Ideas are listed for kids to combine learning and raising money for animal shelters. Valentine's Day can be both memorable and fun as kids realize they can make a difference to the sweetest Valentines -- homeless pets waiting for a family to love.

Animal shelters, churches, schools, after school youth groups or parents can sponsor and coordinate these events. Some of these fundraising events include:

-- Organize a candy making class for young girls and teenagers

Make a variety of candies, including heart shaped chocolates. Several Moms can share the duties. For example, Mom with a large kitchen can host the class; the gourmet cook Mom can conduct the class; the "organizer" can coordinate the class, purchase the ingredients, etc. Parents can help the kids sell their goodies at a Valentine candy sale and / or charge to attend the class. Of course, present some of the candy to Dad for Valentine's Day.

-- Conduct an art class for kids to make Valentines

An art teacher, a professional artist, or a Mom with an artistic flair could do this. The responsibilities can be divided among the artist, a Mom with a large enough space to handle a class, an organizer to purchase the materials, etc. Kids could make several cards and sell these along with the candy sale mentioned above. Or, ask a local art gallery to showcase these cards and sell them for the kids. Kids could pay a fee to attend the art class.

-- Conduct a dance class for kids

These classes could be just for young girls, couples, or Dad and daughter. Professional dancers or dance teachers aren't required to teach these classes. Often high school cheerleaders are good dancers and could be recruited to be instructors. Money can be raised in a variety of ways. Kids could pay for the classes. Plan a dance contest to follow up the class. Each couple could find sponsors who would donate money for their entry fee; contestants could buy tickets to participate; or the activity organizer could find sponsors to donate money to the local shelter in the names of the dance contest winners. In addition, conduct a Valentine's sale at the dance event to sell candy, cards, or artwork created to benefit pets. Or, contestants could buy raffle tickets with local businesses donating items for the shelter's wish list.

-- Conduct a pet photography class

Since so many kids own their own digital cameras, this class could be useful for future use as well as a means of helping homeless pets. Find a large enough place to bring animals, maybe an outdoor location, and a photographer who's good at pet photography. Ask the photographer to donate his time. This is excellent public relations and wouldn't take much time. To raise money, students could pay a fee to attend the class. Find a way for others to vote on the photos, such as posting the photos online at the animal shelter's website or local newspaper's website. Find donors such as camera shops, photographers, galleries, etc., to pay $1 for each vote with the proceeds going to the shelter.

More ideas just for kids are listed at Kids Can Learn and Help Homeless Pets for a Sweet Valentine's Day.

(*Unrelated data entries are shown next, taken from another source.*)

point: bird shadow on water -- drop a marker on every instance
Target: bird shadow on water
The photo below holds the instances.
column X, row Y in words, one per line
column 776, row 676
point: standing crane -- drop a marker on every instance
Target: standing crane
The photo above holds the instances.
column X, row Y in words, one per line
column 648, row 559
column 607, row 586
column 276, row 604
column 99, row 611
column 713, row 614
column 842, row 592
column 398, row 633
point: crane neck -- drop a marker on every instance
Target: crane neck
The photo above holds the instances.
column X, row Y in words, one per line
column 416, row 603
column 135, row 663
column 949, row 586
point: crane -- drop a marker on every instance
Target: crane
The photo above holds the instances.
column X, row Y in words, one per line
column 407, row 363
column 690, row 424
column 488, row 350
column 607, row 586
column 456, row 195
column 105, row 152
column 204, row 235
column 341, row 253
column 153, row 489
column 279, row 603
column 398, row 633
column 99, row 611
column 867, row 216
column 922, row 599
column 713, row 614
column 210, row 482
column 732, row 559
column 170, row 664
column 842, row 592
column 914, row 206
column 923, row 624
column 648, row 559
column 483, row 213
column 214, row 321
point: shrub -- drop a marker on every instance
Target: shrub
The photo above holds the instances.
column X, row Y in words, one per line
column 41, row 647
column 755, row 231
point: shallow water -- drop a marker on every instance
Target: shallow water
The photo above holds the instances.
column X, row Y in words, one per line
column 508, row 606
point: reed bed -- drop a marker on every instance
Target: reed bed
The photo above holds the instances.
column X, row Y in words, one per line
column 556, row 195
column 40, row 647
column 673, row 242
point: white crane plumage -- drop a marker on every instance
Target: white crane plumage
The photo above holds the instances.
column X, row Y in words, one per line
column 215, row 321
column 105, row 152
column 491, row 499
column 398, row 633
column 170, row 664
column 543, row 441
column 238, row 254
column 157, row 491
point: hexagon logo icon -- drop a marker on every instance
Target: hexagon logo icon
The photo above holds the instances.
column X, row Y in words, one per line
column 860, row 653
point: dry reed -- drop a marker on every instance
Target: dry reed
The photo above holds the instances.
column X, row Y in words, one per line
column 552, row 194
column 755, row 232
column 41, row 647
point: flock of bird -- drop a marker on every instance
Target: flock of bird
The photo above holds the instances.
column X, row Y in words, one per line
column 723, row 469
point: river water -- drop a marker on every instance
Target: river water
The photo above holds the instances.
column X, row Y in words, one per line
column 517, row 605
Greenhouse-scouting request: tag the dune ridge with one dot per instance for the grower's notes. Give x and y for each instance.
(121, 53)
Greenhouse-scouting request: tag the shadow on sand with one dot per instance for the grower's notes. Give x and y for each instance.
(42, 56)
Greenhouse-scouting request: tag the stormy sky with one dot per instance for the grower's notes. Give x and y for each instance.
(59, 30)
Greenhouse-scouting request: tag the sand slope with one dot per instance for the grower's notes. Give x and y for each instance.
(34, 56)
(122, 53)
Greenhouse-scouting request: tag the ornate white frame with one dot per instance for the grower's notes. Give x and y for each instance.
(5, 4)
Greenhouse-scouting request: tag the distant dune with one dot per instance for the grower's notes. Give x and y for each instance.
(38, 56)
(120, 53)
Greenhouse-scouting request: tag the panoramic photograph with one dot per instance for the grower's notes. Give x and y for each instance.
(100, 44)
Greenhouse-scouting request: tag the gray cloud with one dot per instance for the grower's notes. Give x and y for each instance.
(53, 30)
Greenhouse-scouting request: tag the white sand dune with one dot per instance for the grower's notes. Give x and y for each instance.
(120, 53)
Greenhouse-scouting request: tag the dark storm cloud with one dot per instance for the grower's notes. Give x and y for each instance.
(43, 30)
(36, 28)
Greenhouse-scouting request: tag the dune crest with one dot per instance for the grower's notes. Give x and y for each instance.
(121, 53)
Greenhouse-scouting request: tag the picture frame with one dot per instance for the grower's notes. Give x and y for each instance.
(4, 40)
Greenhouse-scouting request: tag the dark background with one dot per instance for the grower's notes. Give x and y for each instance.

Teaching kids to celebrate Valentine's Day by helping homeless pets could be one of the sweetest days they have all year. And in these tough economic times, it can be so rewarding for them to participate in a cause which means life for these sweet pets.

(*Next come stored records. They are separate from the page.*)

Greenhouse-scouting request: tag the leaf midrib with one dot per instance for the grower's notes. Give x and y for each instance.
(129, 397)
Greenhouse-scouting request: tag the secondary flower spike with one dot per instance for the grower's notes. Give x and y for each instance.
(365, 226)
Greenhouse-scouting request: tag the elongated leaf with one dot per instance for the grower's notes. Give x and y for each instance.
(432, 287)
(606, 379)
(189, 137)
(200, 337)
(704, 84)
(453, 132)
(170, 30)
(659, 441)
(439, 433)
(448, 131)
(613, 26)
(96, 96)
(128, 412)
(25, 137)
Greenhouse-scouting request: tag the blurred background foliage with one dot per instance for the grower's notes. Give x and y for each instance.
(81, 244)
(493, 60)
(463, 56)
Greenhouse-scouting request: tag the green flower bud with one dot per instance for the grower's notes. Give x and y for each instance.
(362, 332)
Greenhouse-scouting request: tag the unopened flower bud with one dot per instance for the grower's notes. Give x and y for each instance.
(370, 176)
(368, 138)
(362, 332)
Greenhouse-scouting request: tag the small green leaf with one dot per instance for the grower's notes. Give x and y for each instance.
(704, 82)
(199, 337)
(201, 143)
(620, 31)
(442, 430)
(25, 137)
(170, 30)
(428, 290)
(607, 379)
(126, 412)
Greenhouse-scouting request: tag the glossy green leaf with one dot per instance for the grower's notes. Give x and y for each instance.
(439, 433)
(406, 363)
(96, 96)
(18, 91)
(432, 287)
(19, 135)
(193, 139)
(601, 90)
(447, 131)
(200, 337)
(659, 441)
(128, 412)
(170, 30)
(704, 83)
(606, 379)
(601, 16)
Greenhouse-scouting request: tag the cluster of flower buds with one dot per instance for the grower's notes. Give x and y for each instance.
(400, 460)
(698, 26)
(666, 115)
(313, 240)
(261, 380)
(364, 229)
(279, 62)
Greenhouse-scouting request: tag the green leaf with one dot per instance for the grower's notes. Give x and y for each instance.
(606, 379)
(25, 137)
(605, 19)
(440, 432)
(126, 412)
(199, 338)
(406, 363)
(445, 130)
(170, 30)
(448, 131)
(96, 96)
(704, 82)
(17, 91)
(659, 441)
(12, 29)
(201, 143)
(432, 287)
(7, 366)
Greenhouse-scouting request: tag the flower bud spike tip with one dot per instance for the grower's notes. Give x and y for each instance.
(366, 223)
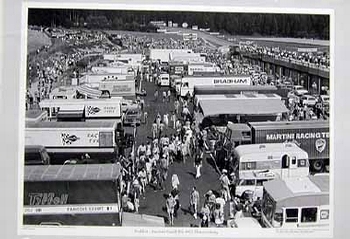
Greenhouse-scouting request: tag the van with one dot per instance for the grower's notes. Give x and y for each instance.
(299, 90)
(132, 116)
(36, 155)
(308, 100)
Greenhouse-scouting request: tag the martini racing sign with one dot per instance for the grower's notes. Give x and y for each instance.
(315, 143)
(237, 80)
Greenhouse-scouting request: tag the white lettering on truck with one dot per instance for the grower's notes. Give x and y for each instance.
(296, 136)
(232, 81)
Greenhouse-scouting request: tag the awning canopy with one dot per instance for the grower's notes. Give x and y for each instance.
(242, 107)
(89, 91)
(71, 112)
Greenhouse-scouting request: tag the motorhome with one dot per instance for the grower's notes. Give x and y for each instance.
(257, 163)
(297, 202)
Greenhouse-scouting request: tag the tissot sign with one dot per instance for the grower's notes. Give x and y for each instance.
(232, 81)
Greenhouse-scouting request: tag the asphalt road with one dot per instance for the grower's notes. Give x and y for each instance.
(154, 202)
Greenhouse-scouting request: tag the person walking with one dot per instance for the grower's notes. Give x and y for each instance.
(175, 183)
(164, 168)
(169, 95)
(158, 120)
(198, 162)
(141, 150)
(170, 206)
(205, 215)
(137, 195)
(166, 120)
(218, 215)
(145, 117)
(164, 96)
(173, 119)
(194, 201)
(156, 95)
(161, 129)
(154, 130)
(225, 185)
(143, 179)
(148, 150)
(176, 105)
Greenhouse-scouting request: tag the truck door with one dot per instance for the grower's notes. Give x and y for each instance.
(285, 166)
(289, 166)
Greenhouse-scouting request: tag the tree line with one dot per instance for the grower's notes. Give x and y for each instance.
(259, 24)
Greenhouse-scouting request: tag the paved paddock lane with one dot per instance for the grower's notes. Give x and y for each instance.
(154, 202)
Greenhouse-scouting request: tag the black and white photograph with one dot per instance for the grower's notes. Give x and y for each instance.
(177, 119)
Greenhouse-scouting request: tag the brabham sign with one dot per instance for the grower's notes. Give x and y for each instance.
(232, 81)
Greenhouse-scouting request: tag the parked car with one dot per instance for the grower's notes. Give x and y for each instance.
(36, 155)
(308, 100)
(299, 90)
(324, 99)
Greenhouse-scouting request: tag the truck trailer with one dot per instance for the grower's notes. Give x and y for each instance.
(102, 140)
(72, 195)
(311, 136)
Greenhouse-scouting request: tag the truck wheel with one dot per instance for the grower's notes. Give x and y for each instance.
(317, 165)
(326, 168)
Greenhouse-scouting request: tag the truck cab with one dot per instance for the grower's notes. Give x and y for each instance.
(36, 155)
(164, 79)
(132, 116)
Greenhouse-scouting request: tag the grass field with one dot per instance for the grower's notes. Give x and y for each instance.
(36, 40)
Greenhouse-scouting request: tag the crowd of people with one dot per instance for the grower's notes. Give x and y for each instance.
(313, 59)
(175, 138)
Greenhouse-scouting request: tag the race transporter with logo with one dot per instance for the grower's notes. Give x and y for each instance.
(313, 137)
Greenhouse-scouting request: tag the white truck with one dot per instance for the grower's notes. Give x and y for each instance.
(118, 88)
(188, 83)
(66, 140)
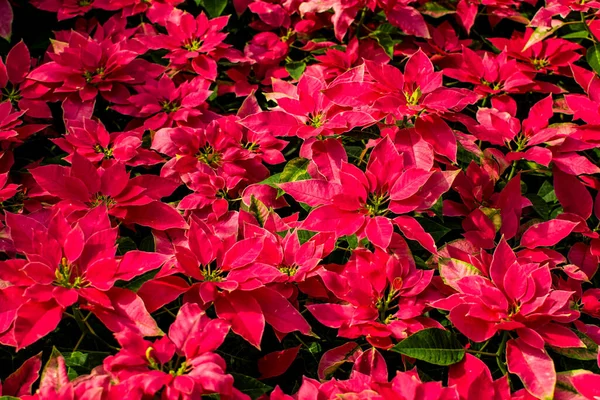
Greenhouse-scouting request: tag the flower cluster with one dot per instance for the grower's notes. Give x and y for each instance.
(300, 200)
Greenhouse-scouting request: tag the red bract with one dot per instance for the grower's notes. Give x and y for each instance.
(493, 74)
(194, 43)
(356, 202)
(294, 190)
(144, 367)
(547, 55)
(233, 276)
(382, 296)
(401, 95)
(12, 78)
(163, 104)
(304, 111)
(66, 263)
(490, 301)
(83, 186)
(91, 139)
(84, 66)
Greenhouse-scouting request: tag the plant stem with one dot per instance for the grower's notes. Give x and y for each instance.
(483, 353)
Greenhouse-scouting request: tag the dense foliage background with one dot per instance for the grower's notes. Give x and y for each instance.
(358, 199)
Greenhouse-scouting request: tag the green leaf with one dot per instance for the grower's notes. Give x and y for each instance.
(576, 35)
(385, 41)
(546, 192)
(593, 57)
(295, 170)
(433, 345)
(314, 348)
(272, 181)
(250, 386)
(304, 235)
(73, 361)
(436, 10)
(295, 69)
(125, 244)
(136, 283)
(259, 210)
(214, 8)
(147, 244)
(352, 241)
(452, 270)
(590, 352)
(539, 205)
(436, 230)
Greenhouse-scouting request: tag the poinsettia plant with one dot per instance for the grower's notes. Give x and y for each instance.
(306, 200)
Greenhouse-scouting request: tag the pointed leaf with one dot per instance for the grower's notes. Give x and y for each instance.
(277, 362)
(435, 346)
(547, 233)
(533, 366)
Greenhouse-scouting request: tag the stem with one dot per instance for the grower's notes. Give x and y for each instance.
(513, 169)
(483, 353)
(79, 342)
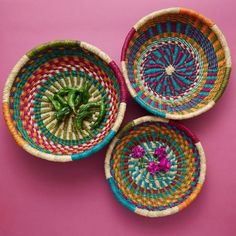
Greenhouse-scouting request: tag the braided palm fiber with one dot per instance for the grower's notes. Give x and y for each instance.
(164, 193)
(47, 69)
(176, 63)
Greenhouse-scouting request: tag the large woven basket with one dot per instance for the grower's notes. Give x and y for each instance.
(44, 71)
(176, 63)
(155, 167)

More Valentine's Day fundraising events for animal shelters may be found at Celebrate Valentine's Day by Increasing Pet Adoptions and Fundraising .

About Animal Shelter Tips

Website author Cathy Grace was inspired to launch Animal Shelter Tips by the homeless pets she's adopted. Her work background is in marketing and publishing, but her passion is her animals. She's welcomed into her home cats from the Santa Fe, New Mexico Animal Shelter and Humane Society, the no-kill shelter Operation Kindness in Carrollton, Texas, as well as a kitten appearing at her doorstep in Evergreen, Colorado.